Kebenaran hari ini tidak lagi hanya soal fakta, tetapi juga soal relatability, sejauh mana sebuah pesan terasa dekat dan nyata bagi kehidupan mereka sehari-hari. Itulah mengapa topik seperti musik, film, gaya hidup, dan hiburan lebih mudah diterima oleh Gen Z. Bukan karena mereka apatis terhadap isu serius, melainkan karena isu-isu itu lebih mudah diakses dalam bahasa yang mereka pahami.
Lihat saja bagaimana video pendek tentang isu Palestina atau perubahan iklim bisa viral dan mendorong solidaritas global. Gen Z mungkin tidak membaca laporan 50 halaman tentang perubahan iklim, tetapi mereka tahu maknanya lewat visual, lagu, dan aksi sosial yang mereka sebarkan. Dengan kata lain, mereka membaca dunia bukan lewat teks, tetapi lewat experience yang mereka saksikan melaui layar gadget mereka.
Melihat data ini, kita sedang menyaksikan pergeseran besar dalam lanskap komunikasi kita. Jika dulu kekuatan informasi ditentukan oleh siapa yang punya jaringan media, kini ditentukan oleh siapa yang punya engagement. Dan engagement itu, seperti terlihat pada peta minat Gen Z, lebih banyak datang dari musik, gaya hidup, film, dan teknologi digital, dunia yang memadukan hiburan dan pengetahuan dalam satu layar.
Mungkin sebagian dari kita menyebut ini adalah krisis literasi, tapi mungkin yang terjadi sebenarnya adalah transisi literasi. Anak muda tidak berhenti membaca; mereka hanya membaca dengan cara lain. Mereka membaca dunia lewat layar, suara, dan gambar. Mereka mencerna informasi dengan cara yang lebih cepat, instingtif, dan multisensori.
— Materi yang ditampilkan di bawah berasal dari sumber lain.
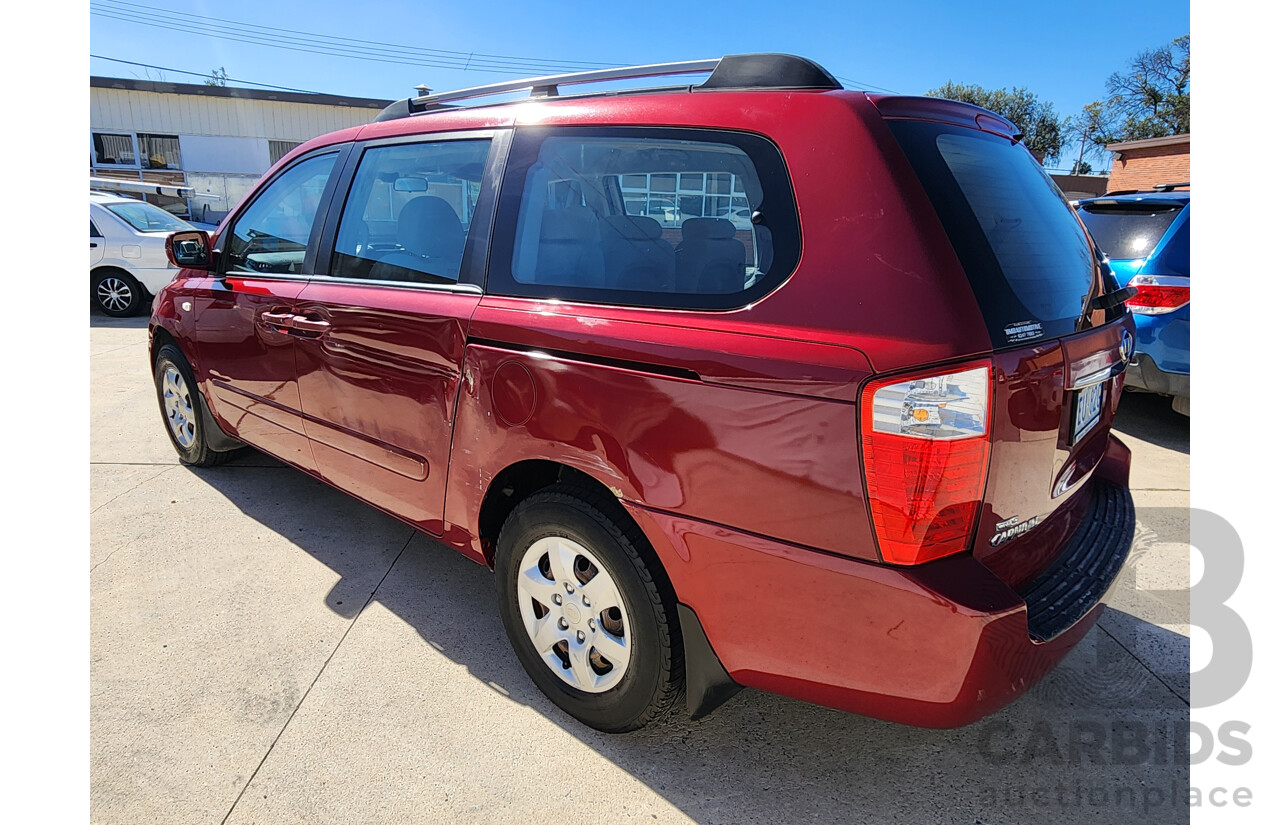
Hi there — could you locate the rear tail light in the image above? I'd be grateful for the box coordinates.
[1125,275,1192,315]
[861,362,991,564]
Dalam dunia mereka, teks bukan lagi satu-satunya bahasa pengetahuan.
Kabar baiknya, baik Gen Z maupun Millennial bukan hanya konsumen informasi, mereka juga produsen narasi. Berkat teknologi digital, setiap individu kini bisa menjadi jurnalis, kurator, bahkan pendidik bagi lingkarannya sendiri. Tinggal bagaimana kita memastikan bahwa yang mereka produksi bukan sekadar opini semata, tapi berbasis data dan empati.
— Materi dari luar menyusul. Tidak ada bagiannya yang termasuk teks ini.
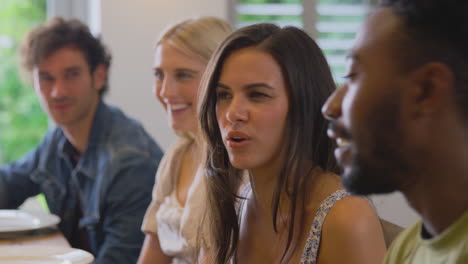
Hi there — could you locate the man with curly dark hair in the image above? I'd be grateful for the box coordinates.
[0,18,162,263]
[322,0,468,264]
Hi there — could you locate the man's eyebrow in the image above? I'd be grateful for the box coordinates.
[65,66,81,72]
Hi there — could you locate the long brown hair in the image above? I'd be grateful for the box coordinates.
[199,24,337,263]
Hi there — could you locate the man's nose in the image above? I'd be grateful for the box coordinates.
[322,85,347,120]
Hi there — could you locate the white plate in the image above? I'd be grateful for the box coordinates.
[0,246,94,264]
[0,210,60,233]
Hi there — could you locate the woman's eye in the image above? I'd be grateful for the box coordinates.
[216,91,231,100]
[249,92,270,99]
[154,70,164,80]
[176,72,192,80]
[343,72,356,80]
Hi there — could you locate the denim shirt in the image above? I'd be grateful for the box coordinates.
[0,101,162,263]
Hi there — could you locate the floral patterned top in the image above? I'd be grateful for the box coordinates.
[300,190,351,264]
[236,187,351,264]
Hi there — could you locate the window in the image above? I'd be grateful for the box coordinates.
[231,0,375,83]
[0,0,48,165]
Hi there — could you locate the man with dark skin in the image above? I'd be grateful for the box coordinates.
[322,0,468,264]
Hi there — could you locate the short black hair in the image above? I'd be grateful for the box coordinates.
[20,17,111,96]
[380,0,468,122]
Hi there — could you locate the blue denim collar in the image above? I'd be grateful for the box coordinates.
[58,99,111,182]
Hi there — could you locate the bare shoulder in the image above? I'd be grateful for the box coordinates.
[319,196,385,263]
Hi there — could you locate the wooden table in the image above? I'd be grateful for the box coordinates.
[0,228,70,247]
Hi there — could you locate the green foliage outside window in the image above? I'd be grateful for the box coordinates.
[0,0,48,165]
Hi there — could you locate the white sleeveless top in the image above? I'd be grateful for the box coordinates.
[142,138,208,264]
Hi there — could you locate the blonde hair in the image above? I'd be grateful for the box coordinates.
[156,17,233,63]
Akhirnya perubahan besar dalam ekosistem informasi ini bukan hal yang perlu ditakuti, melainkan dipahami dengan benar dan bagaimana kita bisa beradaptasi dengan segala dinamika perubahan yang terjadi. Seperti kata futuris Alvin Toffler, “The illiterate of the 21st century will not be those who cannot read and write, but those who cannot learn, unlearn, and relearn.”